The woman’s question? Simple.
“Why the heck can’t Congress get anything done before vacation?” she asked, without identifying herself.
Grassley’s answer? Not so simple.
“That’s the way the Constitution was written,“ he said. “To make change very slow.”
Grassley placated the audience of about 50 — including farmers, Boy Scouts, retirees, small business owners and homeschoolers — with a quick civics lesson on “checks and balances,” the Roman-based system devised to equally divide power among the country’s three governing branches, before he was interrupted.
“But you don’t do anything,” the woman challenged, mimicking the high percentage of U.S. voters who disapprove of federal lawmakers.
“You leave things on the table and you go on vacation,” the woman said.”
It was a fact the five-decade state and federal lawmaker couldn’t easily evade.
In 2011, the Senate passed just 368 bills — the fewest since 1995. Congress was only less productive in 1944, at the peak of World War II.
Grassley blamed Democrats for setting the Senate’s schedule, adding a side note which he echoes during his stops across the state of Iowa.
“I haven’t missed a vote since 1993. I’ve cast 6,400 votes,” Grassley said. “And I go to every county, every year.”
It’s something Grassley said he’s done on his “vacations” away from Washington, D.C. since taking office.
While Grassley couldn’t appease everyone in Glenwood, he defended many of his policies, scribbling notes as some in his audience complained about the state of the union.
Many urged Grassley and lawmakers to pass a comprehensive immigration bill.
“The illegals come here and shouldn’t be here. Period,” said an elderly man, who didn’t identifying himself. “Contractors hire illegals. I can’t blame them. They will work cheaper.”
Grassley said while it will take a bipartisan compromise to forge a comprehensive immigration bill — one that’s focused on electronic background checks, as well as increased border patrol and security — he believes it’s unlikely to happen any time soon.
A majority of Democrats favor amnesty for existing illegal immigrants; Republicans don’t.
“But we probably need a guest worker program that will work,” Grassley said.
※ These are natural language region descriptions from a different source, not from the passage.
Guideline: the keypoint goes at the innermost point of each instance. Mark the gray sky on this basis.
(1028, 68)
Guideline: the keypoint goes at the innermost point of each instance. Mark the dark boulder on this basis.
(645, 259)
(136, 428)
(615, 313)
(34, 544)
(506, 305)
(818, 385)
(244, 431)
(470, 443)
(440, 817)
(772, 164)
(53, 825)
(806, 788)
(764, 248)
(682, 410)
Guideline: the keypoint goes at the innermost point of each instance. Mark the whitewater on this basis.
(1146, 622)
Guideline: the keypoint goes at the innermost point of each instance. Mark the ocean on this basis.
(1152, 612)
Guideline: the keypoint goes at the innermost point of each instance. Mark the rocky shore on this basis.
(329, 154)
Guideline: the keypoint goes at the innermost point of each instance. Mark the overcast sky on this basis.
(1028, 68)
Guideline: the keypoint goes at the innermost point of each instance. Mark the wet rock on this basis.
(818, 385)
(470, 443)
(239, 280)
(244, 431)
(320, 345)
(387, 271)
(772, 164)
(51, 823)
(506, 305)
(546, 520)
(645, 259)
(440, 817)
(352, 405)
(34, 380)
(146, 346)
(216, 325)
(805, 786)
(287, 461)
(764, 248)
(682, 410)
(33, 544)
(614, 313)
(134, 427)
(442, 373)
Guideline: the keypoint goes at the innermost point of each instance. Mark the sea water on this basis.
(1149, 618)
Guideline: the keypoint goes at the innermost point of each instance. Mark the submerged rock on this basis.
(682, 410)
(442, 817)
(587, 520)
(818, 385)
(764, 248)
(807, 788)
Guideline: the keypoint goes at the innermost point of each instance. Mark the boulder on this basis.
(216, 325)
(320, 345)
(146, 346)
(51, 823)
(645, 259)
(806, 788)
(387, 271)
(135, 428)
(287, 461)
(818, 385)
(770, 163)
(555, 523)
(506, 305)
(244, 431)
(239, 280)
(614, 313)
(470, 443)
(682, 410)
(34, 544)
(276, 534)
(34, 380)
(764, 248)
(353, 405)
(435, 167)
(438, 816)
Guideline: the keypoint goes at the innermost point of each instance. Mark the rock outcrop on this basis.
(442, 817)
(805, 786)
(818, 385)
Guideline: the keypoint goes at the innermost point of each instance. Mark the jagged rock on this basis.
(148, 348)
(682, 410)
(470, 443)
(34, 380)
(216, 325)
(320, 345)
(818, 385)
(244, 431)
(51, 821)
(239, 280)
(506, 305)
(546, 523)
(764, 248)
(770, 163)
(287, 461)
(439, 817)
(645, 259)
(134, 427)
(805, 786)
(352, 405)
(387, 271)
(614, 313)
Barbara Markuson, of Glenwood, said the country’s immigration policy shouldn’t be solely targeted at Mexico and other Latino countries. Mexicans account for less than half of all illegal immigrants in this country, according to data from federal immigration agencies.
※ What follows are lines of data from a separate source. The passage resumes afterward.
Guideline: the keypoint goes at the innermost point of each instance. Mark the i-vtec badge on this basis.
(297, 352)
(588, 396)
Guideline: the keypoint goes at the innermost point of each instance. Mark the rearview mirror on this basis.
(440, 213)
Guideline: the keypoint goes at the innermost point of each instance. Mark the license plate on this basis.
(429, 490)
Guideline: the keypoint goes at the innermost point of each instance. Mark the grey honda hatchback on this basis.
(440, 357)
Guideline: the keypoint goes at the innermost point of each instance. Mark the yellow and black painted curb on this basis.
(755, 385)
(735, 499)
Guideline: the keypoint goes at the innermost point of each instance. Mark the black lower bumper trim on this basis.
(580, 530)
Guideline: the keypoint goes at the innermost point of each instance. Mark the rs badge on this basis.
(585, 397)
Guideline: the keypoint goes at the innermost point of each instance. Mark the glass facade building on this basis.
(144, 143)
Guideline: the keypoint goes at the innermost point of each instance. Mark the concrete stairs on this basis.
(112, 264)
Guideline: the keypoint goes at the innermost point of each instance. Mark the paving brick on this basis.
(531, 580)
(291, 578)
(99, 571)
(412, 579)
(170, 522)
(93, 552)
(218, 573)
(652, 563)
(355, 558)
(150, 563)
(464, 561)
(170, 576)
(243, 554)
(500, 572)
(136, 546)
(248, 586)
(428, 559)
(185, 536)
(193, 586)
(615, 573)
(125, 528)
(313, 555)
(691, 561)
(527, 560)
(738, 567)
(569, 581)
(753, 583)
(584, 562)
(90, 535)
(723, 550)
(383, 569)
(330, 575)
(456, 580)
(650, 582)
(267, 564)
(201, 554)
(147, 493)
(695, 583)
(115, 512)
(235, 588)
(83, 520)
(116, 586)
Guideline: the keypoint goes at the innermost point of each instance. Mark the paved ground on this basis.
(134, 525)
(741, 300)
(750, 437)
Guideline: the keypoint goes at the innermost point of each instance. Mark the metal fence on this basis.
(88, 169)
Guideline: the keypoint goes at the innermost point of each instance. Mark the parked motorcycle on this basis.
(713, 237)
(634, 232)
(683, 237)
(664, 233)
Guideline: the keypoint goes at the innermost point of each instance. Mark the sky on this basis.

“I’ve visited migrant workers in the fields and that’s a terrible kind of work,” Markuson said. “But we forget that we have illegal immigrants from China, Latvia, wherever.”
Markuson wants lawmakers to improve the poorest job conditions for existing immigrants, while developing a plan to attract the most qualified immigrants from around the world.
But Cheryl Evans of Glenwood voiced health concerns with immigrants who are crossing the border. She worries that more needs to be done to vaccinate immigrants before they enter the United States.
“A lot of immigrants are handling food,” Evans said. “We are opening ourselves up for disease. Right now we’re fair game for everyone bringing in disease.”
Many in the crowd expressed displeasure about the country’s nearly $16 trillion deficit. Democrats and Republicans have both presented plans to balance the budget, but none have been implemented.
Grassley said he supports a budget plan from Rep. Paul Ryan (R-Wisc.).
The presumptive Republican vice-president nominee’s plan has been criticized by Democrats for lowering taxes for the wealthiest Americans, but not for the lowest income earners. It would also make cuts to Medicaid and reduce military spending.
“We don’t have a deficit because you’re under taxed,” Grassley told his Glenwood audience. “We have a deficit because [Congress] over spends.”
Grassley said a balanced-budget amendment would require great bi-partisan support and wouldn’t immediately solve the country’s financial woes.
Heidi Higgins, a Glenwood Republican who attended the meeting with her 13-year-old son, Adam, said Tuesday’s meeting went great. She appeared to represent a growing number of homeschoolers in Mills County.
Heidi and her son, who appeared in his boy scout uniform, were pleased to hear Grassley offer support for that organization.
Grassley made appearances last week in the southwest Iowa communities of Atlantic, Villisca, Bedford, Clarinda, Percival, Glenwood, Logan, Harlan, Audubon, Carroll, Corning and Council Bluffs.